Concise synthesis of pleurotin

From the perspective of chemists, pleurotin is an intriguing molecule.

There is strong evidence of untapped therapeutic properties as a tumor inhibitor and antibiotic. It has a fascinating complex structure (six rings! eight stereocenters!). And it has been difficult to synthesize over the decades. The last time chemists pulled that off, the year was 1988 and they needed 26 steps in which to do it.

For Princeton Chemistry’s Sorensen Lab, those qualities were part of the attraction for a long-term investment of time and energy that has come to fruition.

The lab reports a concise synthesis of pleurotin by way of the Diels-Alder reaction and a radical epimerization that flips a cis-hydrindane to the desired trans-hydrindane. Their late-stage intermediate intersects the milestone 1988 synthesis towards the end of the process, thereby reducing the total number of steps needed for the synthesis by thirteen.

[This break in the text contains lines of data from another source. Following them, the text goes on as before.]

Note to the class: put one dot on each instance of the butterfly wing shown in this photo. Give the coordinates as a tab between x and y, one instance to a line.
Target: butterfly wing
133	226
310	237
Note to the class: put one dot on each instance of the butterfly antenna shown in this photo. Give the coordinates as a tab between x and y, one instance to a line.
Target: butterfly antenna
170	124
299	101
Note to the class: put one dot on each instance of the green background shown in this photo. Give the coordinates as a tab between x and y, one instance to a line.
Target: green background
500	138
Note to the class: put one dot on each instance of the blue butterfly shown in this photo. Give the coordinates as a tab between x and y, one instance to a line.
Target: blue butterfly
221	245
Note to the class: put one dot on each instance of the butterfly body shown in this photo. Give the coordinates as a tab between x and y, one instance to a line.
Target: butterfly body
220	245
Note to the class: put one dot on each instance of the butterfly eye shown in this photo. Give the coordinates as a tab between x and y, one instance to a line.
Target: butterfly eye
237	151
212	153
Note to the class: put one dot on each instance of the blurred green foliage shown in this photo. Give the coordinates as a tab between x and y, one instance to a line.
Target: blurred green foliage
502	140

The lab’s process could yield an expanded family of pleurotin-like anticancer screening candidates which, down the line, may be useful to pharmaceutical companies looking to exploit the promise of pleurotin as a next-generation drug.

“Pleurotin is a very sensitive molecule, it’s very reactive. But it hasn’t worked out as a drug yet, partly because it’s not very water-soluble,” said third-year graduate student John Hoskin, lead author on the paper. “Ideally you want to alter its structure: tweak here, change here, put a hydroxy here or a phosphate there, do some very careful modifications.